Why Pointer-Swap, Not Branching

NoETL already treats MCP as a playbook-facing contract. The playbook-as-MCP work in noetl#405 made a playbook callable through standard JSON-RPC MCP methods, and the catalog-driven MCP architecture made MCP endpoints first-class catalog resources.
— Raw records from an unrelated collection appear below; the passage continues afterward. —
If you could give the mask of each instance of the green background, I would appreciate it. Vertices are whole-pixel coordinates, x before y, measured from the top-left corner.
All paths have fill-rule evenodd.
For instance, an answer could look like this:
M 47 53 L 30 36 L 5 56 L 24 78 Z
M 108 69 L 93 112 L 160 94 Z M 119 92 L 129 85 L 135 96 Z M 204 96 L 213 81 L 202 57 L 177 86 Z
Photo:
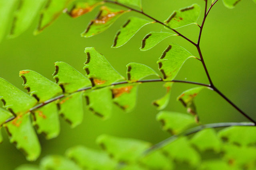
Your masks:
M 201 7 L 204 5 L 202 0 L 144 0 L 143 6 L 145 12 L 164 21 L 173 10 L 194 3 L 198 3 Z M 256 9 L 256 5 L 251 0 L 241 1 L 233 10 L 225 8 L 221 1 L 218 2 L 206 22 L 201 44 L 205 62 L 216 86 L 254 119 Z M 54 63 L 64 61 L 84 73 L 82 68 L 86 59 L 84 53 L 86 47 L 95 47 L 124 76 L 126 65 L 131 62 L 144 64 L 157 70 L 156 62 L 169 43 L 178 43 L 198 56 L 194 47 L 177 36 L 165 39 L 151 50 L 140 51 L 139 48 L 141 40 L 146 34 L 150 31 L 167 31 L 157 23 L 143 27 L 123 46 L 111 48 L 116 31 L 126 18 L 132 16 L 144 18 L 134 12 L 125 14 L 100 34 L 88 38 L 81 37 L 80 33 L 94 18 L 96 11 L 74 19 L 63 14 L 42 33 L 34 36 L 32 33 L 36 26 L 37 20 L 20 36 L 14 39 L 5 39 L 0 44 L 0 77 L 23 89 L 22 79 L 18 76 L 20 70 L 32 70 L 54 81 L 52 74 L 54 70 Z M 202 19 L 201 17 L 199 23 Z M 199 28 L 195 25 L 178 30 L 196 41 Z M 185 63 L 176 79 L 208 83 L 201 64 L 193 59 Z M 158 111 L 151 104 L 154 100 L 164 94 L 166 90 L 162 87 L 162 84 L 155 82 L 140 85 L 137 106 L 131 113 L 124 113 L 114 106 L 112 116 L 103 121 L 86 111 L 82 123 L 74 129 L 61 118 L 61 133 L 58 137 L 48 141 L 39 135 L 42 152 L 38 160 L 49 154 L 63 154 L 66 149 L 78 145 L 98 148 L 95 143 L 96 139 L 104 133 L 139 139 L 153 143 L 170 136 L 161 130 L 160 123 L 156 121 Z M 186 109 L 176 101 L 176 98 L 183 91 L 194 86 L 174 84 L 170 103 L 165 110 L 185 112 Z M 247 121 L 213 91 L 203 90 L 196 102 L 203 123 Z M 6 133 L 2 131 L 4 141 L 0 145 L 1 169 L 13 169 L 20 164 L 28 163 L 21 152 L 9 143 Z

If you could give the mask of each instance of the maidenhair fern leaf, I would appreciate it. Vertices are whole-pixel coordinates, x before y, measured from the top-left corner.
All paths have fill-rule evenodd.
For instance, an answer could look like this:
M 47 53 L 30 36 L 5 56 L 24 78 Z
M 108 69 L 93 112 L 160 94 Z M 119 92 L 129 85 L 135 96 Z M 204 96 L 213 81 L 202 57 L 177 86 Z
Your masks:
M 142 51 L 148 50 L 166 38 L 174 35 L 177 35 L 165 32 L 150 32 L 142 39 L 140 49 Z
M 35 71 L 20 71 L 20 76 L 23 79 L 24 88 L 39 102 L 45 102 L 62 92 L 60 87 Z
M 122 14 L 129 11 L 102 6 L 96 18 L 91 21 L 81 35 L 85 37 L 90 37 L 104 31 Z
M 153 23 L 137 17 L 131 17 L 119 29 L 114 40 L 112 47 L 118 48 L 126 43 L 143 27 Z
M 97 52 L 94 48 L 86 48 L 84 52 L 87 57 L 84 69 L 93 87 L 105 86 L 124 79 L 103 55 Z
M 156 119 L 162 123 L 164 130 L 173 135 L 196 125 L 194 117 L 187 113 L 162 111 L 157 114 Z
M 201 9 L 196 4 L 178 11 L 174 11 L 164 23 L 173 29 L 180 28 L 192 24 L 196 23 Z
M 170 44 L 159 58 L 158 69 L 164 80 L 173 80 L 183 63 L 189 58 L 196 58 L 190 53 L 176 44 Z
M 149 76 L 154 75 L 159 77 L 155 70 L 146 65 L 131 63 L 126 65 L 127 80 L 129 82 L 136 82 Z
M 56 62 L 53 78 L 66 93 L 72 93 L 91 85 L 91 82 L 82 73 L 65 62 Z

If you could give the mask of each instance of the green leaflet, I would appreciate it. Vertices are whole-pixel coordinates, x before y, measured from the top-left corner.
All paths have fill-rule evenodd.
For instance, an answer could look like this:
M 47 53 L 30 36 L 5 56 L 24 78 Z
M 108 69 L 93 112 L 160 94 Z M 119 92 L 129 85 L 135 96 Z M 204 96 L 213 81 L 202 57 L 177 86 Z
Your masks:
M 196 125 L 194 117 L 187 113 L 162 111 L 156 115 L 157 121 L 163 124 L 163 129 L 173 135 L 178 134 Z
M 142 64 L 131 63 L 126 65 L 127 80 L 129 82 L 136 82 L 149 76 L 160 76 L 151 68 Z
M 20 115 L 4 125 L 10 136 L 10 141 L 26 155 L 27 160 L 36 160 L 40 154 L 41 147 L 32 126 L 29 114 Z
M 218 137 L 224 142 L 242 146 L 256 143 L 256 127 L 234 126 L 220 131 Z
M 91 85 L 91 82 L 80 72 L 64 62 L 56 62 L 53 78 L 66 93 L 72 93 Z
M 112 47 L 118 48 L 122 46 L 143 27 L 153 23 L 137 17 L 130 18 L 116 33 Z
M 112 110 L 112 96 L 110 88 L 96 89 L 84 94 L 89 110 L 104 119 L 108 118 Z
M 86 76 L 92 87 L 103 87 L 124 78 L 118 73 L 102 54 L 93 47 L 86 48 L 87 57 L 84 63 Z
M 58 104 L 60 115 L 72 128 L 81 124 L 84 118 L 82 93 L 75 93 L 62 98 Z
M 158 69 L 163 74 L 164 80 L 173 80 L 184 63 L 191 57 L 196 58 L 179 45 L 170 44 L 157 62 Z
M 126 111 L 132 110 L 136 104 L 137 84 L 115 86 L 111 88 L 114 103 Z
M 166 32 L 150 32 L 142 39 L 140 49 L 142 51 L 148 50 L 166 38 L 174 35 L 177 35 Z
M 122 14 L 129 11 L 102 6 L 96 18 L 89 23 L 81 36 L 85 37 L 90 37 L 104 31 L 111 26 Z
M 166 88 L 167 91 L 166 94 L 162 98 L 153 102 L 153 104 L 157 107 L 158 110 L 162 110 L 168 105 L 173 84 L 172 82 L 166 82 L 164 83 L 164 87 Z
M 24 88 L 40 103 L 62 92 L 59 86 L 35 71 L 29 70 L 20 71 L 20 77 L 23 79 Z
M 181 137 L 164 147 L 163 149 L 170 158 L 181 162 L 187 162 L 192 166 L 198 165 L 199 154 L 189 145 L 186 137 Z
M 53 102 L 32 112 L 33 124 L 38 134 L 45 135 L 47 139 L 56 137 L 60 126 L 57 106 Z
M 164 21 L 164 23 L 173 29 L 193 23 L 197 24 L 196 21 L 200 12 L 200 6 L 194 4 L 178 11 L 174 11 L 169 18 Z
M 97 138 L 97 143 L 118 162 L 134 162 L 150 146 L 149 143 L 106 135 Z
M 118 166 L 106 153 L 82 146 L 70 148 L 66 154 L 84 169 L 112 170 Z
M 65 8 L 74 0 L 48 0 L 41 13 L 39 23 L 34 34 L 40 33 L 50 25 L 62 13 Z
M 20 35 L 26 30 L 46 0 L 19 0 L 20 5 L 16 10 L 10 35 L 12 38 Z
M 199 86 L 188 89 L 183 92 L 178 98 L 184 106 L 187 109 L 187 111 L 193 115 L 196 115 L 196 109 L 194 102 L 195 98 L 201 90 L 204 88 L 208 88 L 205 86 Z
M 27 111 L 37 103 L 34 98 L 2 78 L 0 78 L 0 99 L 4 107 L 15 114 Z
M 190 143 L 202 151 L 212 150 L 218 152 L 220 149 L 221 141 L 213 129 L 205 129 L 198 132 L 190 139 Z
M 49 156 L 44 158 L 41 161 L 40 168 L 43 170 L 82 170 L 72 161 L 58 155 Z

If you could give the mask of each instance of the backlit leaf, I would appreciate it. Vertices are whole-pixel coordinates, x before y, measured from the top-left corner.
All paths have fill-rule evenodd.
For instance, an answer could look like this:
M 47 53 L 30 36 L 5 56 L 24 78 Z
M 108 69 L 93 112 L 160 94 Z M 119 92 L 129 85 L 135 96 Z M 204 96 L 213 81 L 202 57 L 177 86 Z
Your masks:
M 81 35 L 85 37 L 90 37 L 105 31 L 120 16 L 128 11 L 102 6 L 96 18 L 91 21 Z
M 164 130 L 174 135 L 196 125 L 194 116 L 187 113 L 162 111 L 157 114 L 156 119 L 162 123 Z
M 178 45 L 170 44 L 157 62 L 158 69 L 163 74 L 164 80 L 173 80 L 184 63 L 191 57 L 196 58 Z
M 196 24 L 201 9 L 196 4 L 174 11 L 164 23 L 173 29 L 180 28 L 193 23 Z
M 93 87 L 106 86 L 124 79 L 94 48 L 86 48 L 84 52 L 87 57 L 84 69 Z
M 47 100 L 62 92 L 60 87 L 42 75 L 31 70 L 20 72 L 24 88 L 39 102 Z
M 10 136 L 10 142 L 15 144 L 28 160 L 35 160 L 38 158 L 41 147 L 28 113 L 18 115 L 4 127 Z
M 155 70 L 146 65 L 131 63 L 126 65 L 127 80 L 129 82 L 136 82 L 149 76 L 159 76 Z
M 91 82 L 82 73 L 64 62 L 56 62 L 53 78 L 66 93 L 71 93 L 91 85 Z
M 130 40 L 141 28 L 153 23 L 137 17 L 130 18 L 117 31 L 112 47 L 118 48 L 122 46 Z
M 142 39 L 140 49 L 142 51 L 148 50 L 166 38 L 174 35 L 177 35 L 165 32 L 150 32 Z

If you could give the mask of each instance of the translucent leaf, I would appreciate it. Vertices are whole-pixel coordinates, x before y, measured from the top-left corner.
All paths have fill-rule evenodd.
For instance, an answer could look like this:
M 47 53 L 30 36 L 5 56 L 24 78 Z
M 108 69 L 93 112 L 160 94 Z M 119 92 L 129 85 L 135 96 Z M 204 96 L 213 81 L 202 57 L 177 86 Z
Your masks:
M 24 88 L 39 102 L 45 102 L 62 92 L 60 87 L 35 71 L 20 71 L 20 77 L 23 79 Z
M 38 133 L 45 135 L 48 139 L 56 137 L 60 133 L 60 121 L 56 104 L 49 103 L 32 111 L 33 124 Z
M 118 48 L 125 44 L 143 27 L 152 22 L 131 17 L 123 25 L 116 34 L 112 47 Z
M 105 31 L 122 14 L 129 11 L 102 6 L 96 18 L 91 21 L 81 35 L 90 37 Z
M 126 111 L 134 109 L 136 104 L 137 84 L 115 86 L 112 89 L 114 104 Z
M 196 114 L 196 106 L 194 99 L 202 89 L 206 88 L 205 86 L 197 87 L 188 89 L 182 92 L 177 98 L 177 100 L 181 102 L 184 106 L 187 109 L 188 113 L 193 115 Z
M 20 0 L 20 4 L 14 15 L 10 34 L 11 37 L 16 37 L 31 25 L 42 8 L 46 0 Z
M 23 152 L 27 160 L 34 160 L 38 158 L 41 147 L 29 114 L 18 115 L 4 127 L 10 136 L 10 142 Z
M 144 141 L 102 135 L 97 143 L 119 162 L 132 162 L 142 155 L 150 144 Z
M 196 24 L 201 9 L 196 4 L 174 11 L 164 23 L 173 29 L 180 28 L 193 23 Z
M 94 48 L 86 48 L 84 52 L 87 57 L 84 69 L 93 87 L 105 86 L 124 79 L 103 55 L 96 51 Z
M 157 62 L 158 69 L 163 74 L 164 80 L 173 80 L 183 63 L 190 57 L 196 58 L 178 45 L 170 44 Z
M 37 102 L 33 97 L 0 78 L 0 99 L 13 113 L 28 111 Z
M 48 0 L 42 11 L 35 34 L 41 32 L 50 25 L 62 13 L 62 11 L 74 0 Z
M 194 117 L 187 113 L 162 111 L 156 116 L 156 119 L 163 124 L 163 129 L 172 134 L 177 134 L 196 125 Z
M 91 85 L 89 79 L 73 67 L 64 62 L 56 62 L 53 78 L 66 93 L 72 93 Z
M 165 32 L 150 32 L 142 39 L 140 51 L 145 51 L 154 47 L 166 38 L 177 35 Z
M 75 18 L 92 11 L 97 6 L 104 4 L 104 1 L 96 0 L 87 0 L 86 2 L 76 2 L 71 10 L 67 13 L 72 18 Z
M 190 143 L 202 151 L 212 150 L 219 152 L 220 141 L 213 129 L 205 129 L 196 133 L 190 139 Z
M 246 146 L 256 143 L 256 127 L 233 126 L 220 131 L 219 137 L 224 141 L 237 145 Z
M 195 166 L 200 162 L 199 154 L 189 145 L 186 137 L 182 137 L 168 144 L 163 148 L 172 159 L 181 162 L 187 162 Z
M 118 165 L 107 154 L 82 146 L 70 148 L 66 155 L 84 169 L 112 170 Z
M 81 124 L 84 118 L 82 93 L 74 93 L 62 98 L 58 103 L 60 114 L 72 128 Z
M 168 105 L 170 100 L 170 94 L 172 82 L 166 82 L 164 84 L 164 87 L 167 89 L 166 94 L 162 98 L 154 101 L 153 104 L 157 107 L 158 110 L 162 110 L 164 109 Z
M 40 162 L 40 168 L 43 170 L 82 169 L 72 161 L 58 155 L 48 156 L 43 158 Z
M 109 87 L 84 93 L 89 110 L 96 115 L 105 119 L 109 117 L 112 110 L 112 94 Z

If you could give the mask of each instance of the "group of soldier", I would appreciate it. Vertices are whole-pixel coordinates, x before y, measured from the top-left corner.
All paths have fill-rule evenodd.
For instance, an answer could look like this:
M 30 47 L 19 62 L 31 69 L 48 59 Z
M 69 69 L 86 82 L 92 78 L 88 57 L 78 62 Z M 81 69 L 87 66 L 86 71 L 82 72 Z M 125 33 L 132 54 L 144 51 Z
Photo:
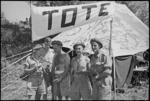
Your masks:
M 24 64 L 28 99 L 47 100 L 51 87 L 52 100 L 111 100 L 111 57 L 103 54 L 99 39 L 90 44 L 93 54 L 85 56 L 84 43 L 77 42 L 76 56 L 70 57 L 61 41 L 45 38 L 42 48 L 35 48 Z

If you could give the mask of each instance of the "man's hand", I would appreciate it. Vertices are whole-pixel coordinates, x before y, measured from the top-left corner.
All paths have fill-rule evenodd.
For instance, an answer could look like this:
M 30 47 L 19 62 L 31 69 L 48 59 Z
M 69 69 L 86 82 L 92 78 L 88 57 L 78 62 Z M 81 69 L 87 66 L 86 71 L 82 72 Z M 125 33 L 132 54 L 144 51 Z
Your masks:
M 61 80 L 62 80 L 62 77 L 58 77 L 58 78 L 56 78 L 53 82 L 58 83 L 58 82 L 60 82 Z

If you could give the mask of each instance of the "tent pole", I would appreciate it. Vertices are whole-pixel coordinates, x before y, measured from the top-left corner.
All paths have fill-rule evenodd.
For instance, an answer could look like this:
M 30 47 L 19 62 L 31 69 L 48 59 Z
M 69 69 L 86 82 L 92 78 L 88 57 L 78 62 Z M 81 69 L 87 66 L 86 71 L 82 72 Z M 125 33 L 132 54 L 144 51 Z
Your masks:
M 31 3 L 32 3 L 32 1 L 30 1 L 30 29 L 31 29 L 31 40 L 32 40 L 32 24 L 31 24 L 31 17 L 32 17 L 32 13 L 31 13 Z M 33 42 L 33 40 L 32 40 L 32 53 L 33 53 L 33 47 L 34 47 L 34 42 Z
M 113 22 L 113 18 L 110 20 L 110 41 L 109 41 L 109 55 L 110 56 L 112 56 L 112 52 L 111 52 L 112 22 Z
M 114 100 L 116 100 L 116 75 L 115 75 L 115 73 L 116 73 L 116 68 L 115 68 L 115 57 L 113 56 L 113 71 L 114 71 L 114 73 L 113 73 L 113 78 L 114 78 Z

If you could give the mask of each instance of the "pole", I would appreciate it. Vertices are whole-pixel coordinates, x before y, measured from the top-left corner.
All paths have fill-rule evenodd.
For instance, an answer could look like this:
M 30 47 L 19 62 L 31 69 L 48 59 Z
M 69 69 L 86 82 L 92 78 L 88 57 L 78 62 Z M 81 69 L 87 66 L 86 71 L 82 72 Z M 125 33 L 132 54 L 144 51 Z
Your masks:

That means the troubleshoot agent should not branch on "Ollama versus Vertex" in Python or YAML. It should call an MCP backend through one contract:

diagnose_execution -> tool.kind=mcp -> mcp/<backend> -> chat completion

For local development, mcp/ollama points at the in-cluster Ollama bridge. For GKE or other cloud deployments, an operator can point the same workload at mcp/vertex-ai or mcp/gemini. Two deployments, one diagnose path.

MCP Backend Contract

Every compatible triage backend must implement standard JSON-RPC MCP over HTTP:

{"jsonrpc":"2.0","id":1,"method":"initialize","params":{}}
{"jsonrpc":"2.0","id":2,"method":"tools/list","params":{}}
{
"jsonrpc": "2.0",
"id": 3,
"method": "tools/call",
"params": {
"name": "chat_completion",
"arguments": {
"model": "gemini-2.5-flash",
"temperature": 0.1,
"messages": [
{"role": "user", "content": "{\"execution_id\":\"...\"}"}
],
"system": "Return one JSON diagnosis object."
}
}
}

The backend may expose chat as a compatibility alias, but chat_completion is the portable name for new backends. The response must include a text content block whose text is a JSON object with the diagnosis fields consumed by diagnose_execution:

{
"jsonrpc": "2.0",
"id": 3,
"result": {
"content": [
{
"type": "text",
"text": "{\"category\":\"unknown\",\"confidence\":0.5,\"root_cause\":\"...\",\"suggested_action\":\"...\",\"source\":\"vertex-stub\"}"
}
],
"isError": false,
"_meta": {
"backend": "vertex-ai-stub",
"model": "gemini-2.5-flash",
"usage": {
"prompt_tokens": 1234,
"completion_tokens": 256,
"total_tokens": 1490
}
}
}
}

The required diagnosis keys are:

  • category
  • confidence
  • root_cause
  • suggested_action
  • source

Backends may include user_message, model metadata, provider request ids, and token usage, but callers must not require provider-specific fields to parse a diagnosis.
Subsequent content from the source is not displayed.